Vers une renaissance
L'effondrement de notre civilisation thermo-industrielle n'est pas tant une fin en soi qu'une transition vers un paradigme différent. Comme l'écrit Carolyn Baker, «la joie est la sensation profonde de raison d'être et de sens que nous ressentons en nous préparant» à la décroissance et à l'effondrement (Baker, p. 59-60). Cette perspective peut sembler paradoxale, mais elle reflète une vérité profonde : l'effondrement de structures devenues insoutenables ouvre la voie à de nouvelles formes d'organisation sociale potentiellement plus épanouissantes.
Cette transition n'est pas un processus facile.
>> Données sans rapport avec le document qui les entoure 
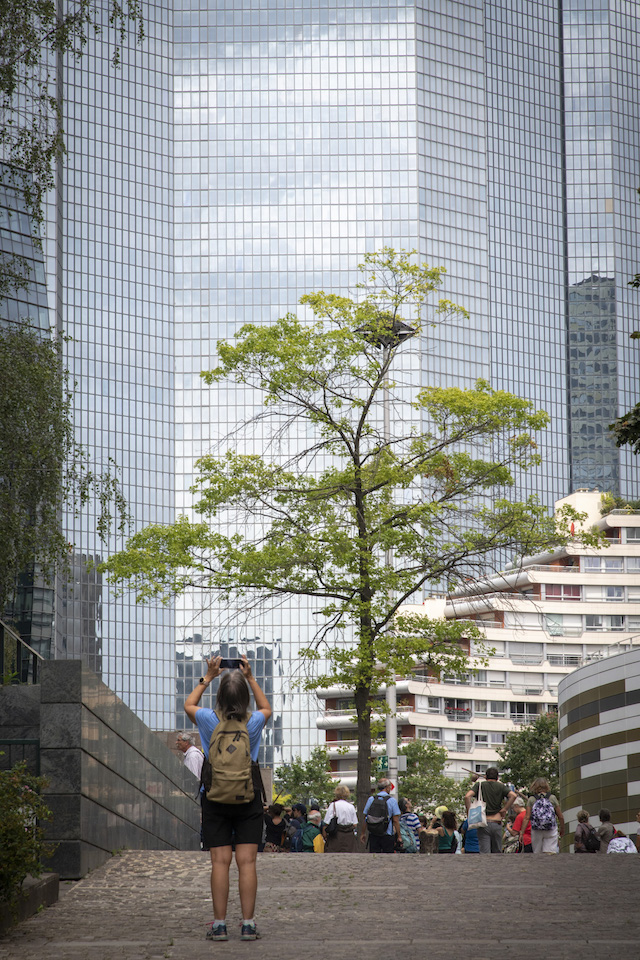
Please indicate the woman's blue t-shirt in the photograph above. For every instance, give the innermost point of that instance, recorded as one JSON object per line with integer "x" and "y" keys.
{"x": 207, "y": 720}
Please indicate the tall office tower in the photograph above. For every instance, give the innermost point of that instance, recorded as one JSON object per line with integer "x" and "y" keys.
{"x": 253, "y": 150}
{"x": 30, "y": 611}
{"x": 109, "y": 257}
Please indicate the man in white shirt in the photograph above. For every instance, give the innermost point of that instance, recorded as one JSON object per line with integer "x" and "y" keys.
{"x": 193, "y": 758}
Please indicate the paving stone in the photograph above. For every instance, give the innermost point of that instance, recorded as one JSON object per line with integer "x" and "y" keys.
{"x": 144, "y": 905}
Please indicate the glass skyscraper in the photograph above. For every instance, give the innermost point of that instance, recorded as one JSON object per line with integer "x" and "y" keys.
{"x": 250, "y": 151}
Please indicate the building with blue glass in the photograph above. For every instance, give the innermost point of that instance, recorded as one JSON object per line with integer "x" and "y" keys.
{"x": 250, "y": 151}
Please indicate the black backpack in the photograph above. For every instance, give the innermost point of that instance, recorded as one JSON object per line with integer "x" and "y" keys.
{"x": 591, "y": 841}
{"x": 377, "y": 818}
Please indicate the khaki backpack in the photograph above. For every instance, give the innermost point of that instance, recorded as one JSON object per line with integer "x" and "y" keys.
{"x": 230, "y": 759}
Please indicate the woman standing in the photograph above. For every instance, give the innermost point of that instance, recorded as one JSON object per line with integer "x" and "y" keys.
{"x": 545, "y": 816}
{"x": 583, "y": 839}
{"x": 223, "y": 823}
{"x": 344, "y": 840}
{"x": 275, "y": 826}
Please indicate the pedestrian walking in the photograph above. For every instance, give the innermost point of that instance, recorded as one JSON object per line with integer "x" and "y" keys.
{"x": 237, "y": 820}
{"x": 499, "y": 799}
{"x": 382, "y": 820}
{"x": 545, "y": 816}
{"x": 585, "y": 839}
{"x": 343, "y": 839}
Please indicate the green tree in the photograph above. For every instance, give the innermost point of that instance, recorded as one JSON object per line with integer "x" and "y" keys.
{"x": 42, "y": 468}
{"x": 532, "y": 752}
{"x": 324, "y": 520}
{"x": 35, "y": 37}
{"x": 22, "y": 844}
{"x": 424, "y": 782}
{"x": 302, "y": 780}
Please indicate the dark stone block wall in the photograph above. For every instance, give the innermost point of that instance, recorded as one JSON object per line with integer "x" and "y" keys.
{"x": 113, "y": 783}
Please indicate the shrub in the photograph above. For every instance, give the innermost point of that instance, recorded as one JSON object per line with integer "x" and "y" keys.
{"x": 22, "y": 844}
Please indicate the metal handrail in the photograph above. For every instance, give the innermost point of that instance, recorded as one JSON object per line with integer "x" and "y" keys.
{"x": 36, "y": 657}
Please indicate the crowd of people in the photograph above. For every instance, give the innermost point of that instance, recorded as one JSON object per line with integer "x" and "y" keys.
{"x": 513, "y": 823}
{"x": 236, "y": 819}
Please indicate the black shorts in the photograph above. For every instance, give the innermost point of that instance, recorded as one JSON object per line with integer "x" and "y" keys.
{"x": 223, "y": 823}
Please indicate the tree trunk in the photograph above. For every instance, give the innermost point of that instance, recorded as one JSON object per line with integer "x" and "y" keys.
{"x": 363, "y": 790}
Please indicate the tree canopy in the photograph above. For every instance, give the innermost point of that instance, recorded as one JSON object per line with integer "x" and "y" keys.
{"x": 424, "y": 782}
{"x": 42, "y": 469}
{"x": 358, "y": 518}
{"x": 34, "y": 38}
{"x": 303, "y": 780}
{"x": 532, "y": 752}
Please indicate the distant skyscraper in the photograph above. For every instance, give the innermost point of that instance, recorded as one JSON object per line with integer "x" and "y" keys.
{"x": 253, "y": 150}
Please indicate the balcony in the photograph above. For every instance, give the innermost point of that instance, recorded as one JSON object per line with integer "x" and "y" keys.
{"x": 458, "y": 713}
{"x": 523, "y": 717}
{"x": 565, "y": 660}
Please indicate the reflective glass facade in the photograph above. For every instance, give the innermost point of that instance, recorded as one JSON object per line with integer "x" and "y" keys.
{"x": 109, "y": 249}
{"x": 253, "y": 150}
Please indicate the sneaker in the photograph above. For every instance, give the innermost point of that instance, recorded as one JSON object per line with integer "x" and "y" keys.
{"x": 217, "y": 932}
{"x": 249, "y": 932}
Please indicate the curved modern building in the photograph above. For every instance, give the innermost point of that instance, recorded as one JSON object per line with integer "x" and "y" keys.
{"x": 251, "y": 151}
{"x": 599, "y": 722}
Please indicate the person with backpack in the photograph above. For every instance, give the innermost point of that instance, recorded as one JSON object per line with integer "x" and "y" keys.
{"x": 585, "y": 839}
{"x": 498, "y": 799}
{"x": 606, "y": 831}
{"x": 232, "y": 808}
{"x": 342, "y": 823}
{"x": 409, "y": 826}
{"x": 450, "y": 840}
{"x": 312, "y": 833}
{"x": 545, "y": 816}
{"x": 382, "y": 820}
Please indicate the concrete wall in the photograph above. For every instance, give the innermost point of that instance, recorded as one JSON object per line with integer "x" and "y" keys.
{"x": 112, "y": 782}
{"x": 599, "y": 725}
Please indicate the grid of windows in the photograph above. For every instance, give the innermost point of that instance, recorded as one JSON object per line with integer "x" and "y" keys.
{"x": 253, "y": 150}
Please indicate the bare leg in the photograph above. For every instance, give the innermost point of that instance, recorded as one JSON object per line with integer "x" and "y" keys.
{"x": 246, "y": 854}
{"x": 220, "y": 863}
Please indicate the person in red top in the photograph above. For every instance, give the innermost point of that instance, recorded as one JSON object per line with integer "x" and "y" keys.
{"x": 514, "y": 829}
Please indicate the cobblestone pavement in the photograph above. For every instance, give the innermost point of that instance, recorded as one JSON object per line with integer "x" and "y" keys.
{"x": 143, "y": 905}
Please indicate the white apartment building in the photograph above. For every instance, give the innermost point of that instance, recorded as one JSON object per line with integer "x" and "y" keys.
{"x": 551, "y": 614}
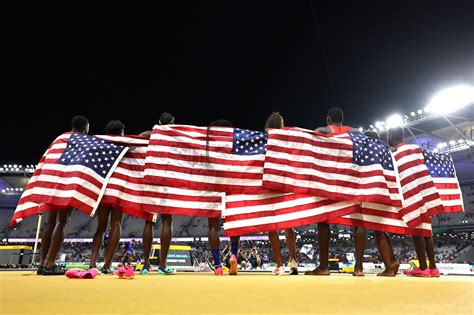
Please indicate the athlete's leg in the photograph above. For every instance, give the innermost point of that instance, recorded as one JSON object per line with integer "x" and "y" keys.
{"x": 430, "y": 250}
{"x": 324, "y": 235}
{"x": 275, "y": 244}
{"x": 360, "y": 241}
{"x": 115, "y": 226}
{"x": 46, "y": 236}
{"x": 147, "y": 242}
{"x": 214, "y": 241}
{"x": 102, "y": 222}
{"x": 165, "y": 238}
{"x": 384, "y": 248}
{"x": 58, "y": 236}
{"x": 420, "y": 249}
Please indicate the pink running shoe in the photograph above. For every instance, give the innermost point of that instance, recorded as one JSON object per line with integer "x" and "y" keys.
{"x": 73, "y": 273}
{"x": 81, "y": 274}
{"x": 88, "y": 274}
{"x": 218, "y": 271}
{"x": 233, "y": 265}
{"x": 125, "y": 273}
{"x": 434, "y": 273}
{"x": 421, "y": 273}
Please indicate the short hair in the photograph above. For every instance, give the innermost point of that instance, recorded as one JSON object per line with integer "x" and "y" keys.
{"x": 336, "y": 114}
{"x": 275, "y": 120}
{"x": 372, "y": 134}
{"x": 221, "y": 123}
{"x": 166, "y": 119}
{"x": 79, "y": 123}
{"x": 395, "y": 134}
{"x": 114, "y": 127}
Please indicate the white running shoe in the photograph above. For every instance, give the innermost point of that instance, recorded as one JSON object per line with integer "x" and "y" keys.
{"x": 279, "y": 271}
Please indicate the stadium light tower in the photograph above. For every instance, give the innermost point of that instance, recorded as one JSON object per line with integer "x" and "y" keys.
{"x": 451, "y": 99}
{"x": 394, "y": 121}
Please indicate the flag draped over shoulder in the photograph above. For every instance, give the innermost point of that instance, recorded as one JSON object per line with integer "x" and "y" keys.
{"x": 73, "y": 173}
{"x": 347, "y": 167}
{"x": 421, "y": 198}
{"x": 383, "y": 218}
{"x": 443, "y": 173}
{"x": 247, "y": 214}
{"x": 429, "y": 183}
{"x": 128, "y": 192}
{"x": 218, "y": 159}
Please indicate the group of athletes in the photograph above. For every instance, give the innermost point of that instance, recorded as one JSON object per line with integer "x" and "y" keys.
{"x": 53, "y": 235}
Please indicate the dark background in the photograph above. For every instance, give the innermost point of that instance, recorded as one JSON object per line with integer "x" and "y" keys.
{"x": 229, "y": 59}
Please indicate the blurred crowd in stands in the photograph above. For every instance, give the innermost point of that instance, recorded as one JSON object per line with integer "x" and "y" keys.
{"x": 255, "y": 255}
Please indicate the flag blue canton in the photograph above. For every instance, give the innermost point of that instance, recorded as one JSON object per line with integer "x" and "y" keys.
{"x": 439, "y": 164}
{"x": 249, "y": 142}
{"x": 96, "y": 154}
{"x": 367, "y": 151}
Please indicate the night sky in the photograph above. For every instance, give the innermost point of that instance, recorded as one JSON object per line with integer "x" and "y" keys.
{"x": 234, "y": 60}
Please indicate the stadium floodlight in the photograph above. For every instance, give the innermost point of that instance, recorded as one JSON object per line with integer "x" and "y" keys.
{"x": 394, "y": 121}
{"x": 451, "y": 99}
{"x": 380, "y": 125}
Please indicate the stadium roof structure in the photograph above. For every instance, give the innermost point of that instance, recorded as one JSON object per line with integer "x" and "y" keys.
{"x": 445, "y": 125}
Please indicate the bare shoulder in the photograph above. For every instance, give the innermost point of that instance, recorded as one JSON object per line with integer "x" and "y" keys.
{"x": 323, "y": 130}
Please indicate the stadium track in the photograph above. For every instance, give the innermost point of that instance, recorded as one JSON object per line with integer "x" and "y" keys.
{"x": 204, "y": 293}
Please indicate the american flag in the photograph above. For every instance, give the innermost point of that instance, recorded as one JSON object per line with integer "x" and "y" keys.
{"x": 383, "y": 218}
{"x": 416, "y": 166}
{"x": 128, "y": 192}
{"x": 216, "y": 159}
{"x": 421, "y": 199}
{"x": 247, "y": 214}
{"x": 443, "y": 173}
{"x": 73, "y": 173}
{"x": 346, "y": 167}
Elle implique un deuil – celui d'un monde en train de disparaître – mais aussi une naissance, celle d'un nouveau rapport au monde.
Dans ce contexte d'incertitude radicale, notre tâche n'est pas tant de prévoir avec exactitude l'avenir que de cultiver les qualités qui nous permettront de nous adapter à ses multiples possibilités : résilience, empathie, créativité, coopération. Ces qualités représentent peut-être notre meilleur espoir face aux défis sans précédent qui nous attendent.
En comprenant la nature systémique de l'effondrement en cours, nous pouvons dépasser la paralysie de la peur et commencer à construire, ici et maintenant, les fondations d'un monde post-croissance plus juste et plus durable.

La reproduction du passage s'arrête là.